A respiratory team has been called and a NICU doctor is on site. J watches over L while they do everything they can to help her out. I'm exhausted, still need to get cleaned up by the doctor, and my nurse keeps telling me she'll be fine. She just descended too fast and needs a little attention. I feel like I'm in a state of denial and shock. I cannot look at J who's looking at the doctors working on L for nearly 40 minutes.

While we keep being told everything will be fine, we're given less than 5 minutes to meet/hold our girl before they need to cart her off for chest x-rays and further examination in the NICU. Bless my nurse for stealing my camera to snap a few first photos of us.


J goes with the team to the NICU but I cannot get out of bed yet thanks to the epidural. And right now, I need him to be with her. I can't even begin to tell you how strong my husband was during this. I still tear up just thinking about it. He was/is my rock. And I needed that. I needed him to tell me that she'll be fine. 
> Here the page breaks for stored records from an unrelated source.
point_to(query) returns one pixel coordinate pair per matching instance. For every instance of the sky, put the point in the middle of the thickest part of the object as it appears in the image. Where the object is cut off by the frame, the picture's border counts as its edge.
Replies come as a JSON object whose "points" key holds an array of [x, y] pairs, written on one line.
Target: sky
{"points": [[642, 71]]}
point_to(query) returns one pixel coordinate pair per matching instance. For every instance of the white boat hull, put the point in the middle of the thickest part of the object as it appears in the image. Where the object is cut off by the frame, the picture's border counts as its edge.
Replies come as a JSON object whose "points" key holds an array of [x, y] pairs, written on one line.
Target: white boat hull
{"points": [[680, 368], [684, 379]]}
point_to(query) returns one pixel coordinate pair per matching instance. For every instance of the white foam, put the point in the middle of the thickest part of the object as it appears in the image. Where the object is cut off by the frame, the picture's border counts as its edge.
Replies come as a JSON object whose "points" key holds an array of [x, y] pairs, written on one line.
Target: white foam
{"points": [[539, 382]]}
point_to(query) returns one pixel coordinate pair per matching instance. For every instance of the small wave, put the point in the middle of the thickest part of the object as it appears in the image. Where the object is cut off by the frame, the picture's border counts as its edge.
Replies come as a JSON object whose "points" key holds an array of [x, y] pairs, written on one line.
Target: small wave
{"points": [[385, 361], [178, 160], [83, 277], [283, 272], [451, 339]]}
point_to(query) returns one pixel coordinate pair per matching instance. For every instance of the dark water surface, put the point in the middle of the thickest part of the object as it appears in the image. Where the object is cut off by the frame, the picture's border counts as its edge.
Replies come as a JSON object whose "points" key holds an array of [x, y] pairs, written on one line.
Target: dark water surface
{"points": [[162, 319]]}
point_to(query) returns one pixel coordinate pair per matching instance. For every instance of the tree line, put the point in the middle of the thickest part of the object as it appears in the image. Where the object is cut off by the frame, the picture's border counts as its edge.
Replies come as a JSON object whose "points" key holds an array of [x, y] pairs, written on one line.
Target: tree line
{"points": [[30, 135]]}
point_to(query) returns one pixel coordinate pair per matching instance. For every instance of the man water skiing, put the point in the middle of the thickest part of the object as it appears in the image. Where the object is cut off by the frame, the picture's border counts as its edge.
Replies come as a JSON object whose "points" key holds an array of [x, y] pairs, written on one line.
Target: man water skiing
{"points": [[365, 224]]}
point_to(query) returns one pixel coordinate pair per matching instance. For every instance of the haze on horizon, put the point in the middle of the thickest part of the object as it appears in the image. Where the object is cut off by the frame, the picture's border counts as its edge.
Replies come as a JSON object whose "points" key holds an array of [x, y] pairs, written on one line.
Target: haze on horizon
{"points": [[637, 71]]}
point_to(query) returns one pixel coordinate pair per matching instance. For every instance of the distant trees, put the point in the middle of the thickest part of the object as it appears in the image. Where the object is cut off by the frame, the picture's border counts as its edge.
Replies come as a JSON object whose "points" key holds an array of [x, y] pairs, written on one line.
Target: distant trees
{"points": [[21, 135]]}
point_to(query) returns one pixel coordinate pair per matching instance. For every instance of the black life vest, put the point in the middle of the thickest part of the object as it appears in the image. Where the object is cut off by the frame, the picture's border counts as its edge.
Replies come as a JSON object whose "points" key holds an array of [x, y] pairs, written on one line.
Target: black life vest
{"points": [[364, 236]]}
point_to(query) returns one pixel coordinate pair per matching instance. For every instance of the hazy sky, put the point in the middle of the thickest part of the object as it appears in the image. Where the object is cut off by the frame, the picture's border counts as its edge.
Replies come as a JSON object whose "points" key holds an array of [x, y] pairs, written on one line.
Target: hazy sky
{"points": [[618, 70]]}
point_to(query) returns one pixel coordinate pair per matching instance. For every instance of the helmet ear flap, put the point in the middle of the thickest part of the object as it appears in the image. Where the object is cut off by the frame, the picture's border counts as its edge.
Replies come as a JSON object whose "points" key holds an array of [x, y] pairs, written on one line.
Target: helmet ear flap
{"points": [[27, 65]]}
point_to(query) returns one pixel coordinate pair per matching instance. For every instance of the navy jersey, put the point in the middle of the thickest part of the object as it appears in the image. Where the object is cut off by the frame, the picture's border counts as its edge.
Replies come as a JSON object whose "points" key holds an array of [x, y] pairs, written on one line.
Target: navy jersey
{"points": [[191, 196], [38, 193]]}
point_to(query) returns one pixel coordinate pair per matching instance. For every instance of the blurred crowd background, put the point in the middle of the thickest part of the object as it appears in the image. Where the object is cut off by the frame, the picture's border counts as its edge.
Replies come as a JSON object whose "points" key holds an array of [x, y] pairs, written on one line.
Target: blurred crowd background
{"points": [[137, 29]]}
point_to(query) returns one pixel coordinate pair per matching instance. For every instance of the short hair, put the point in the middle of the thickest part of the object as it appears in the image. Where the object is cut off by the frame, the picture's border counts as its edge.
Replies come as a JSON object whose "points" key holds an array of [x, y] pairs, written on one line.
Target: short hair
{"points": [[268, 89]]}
Apparently it was a bit of a sob fest when he met the moms in the waiting room and told them they had a granddaughter! The fact that he held it together for me is unbelievable. No joke, I'm tearing up typing this. #hormones

7:30 AM. Just me, my incredible husband, and our new baby girl. 


L spent 3 days in the NICU, and 1 night in the Step 2 care nursery before passing her final test and being discharged to come home. While it was definitely not how we imagined her delivery to go, we are beyond thankful to have a healthy, happy baby. We are so grateful for the NICU nurses who cared for our girl, and taught these first-timers a few things. I'm not sure I'll ever forget their names.



We like to think that L just joined the world about 36 hours too soon. For that's how long it took her body to adjust, which was long enough to keep her under the NICU's supervision the whole time and in the hospital a day longer than expected.


Welcome to the world baby girl! We are so blessed to call you ours.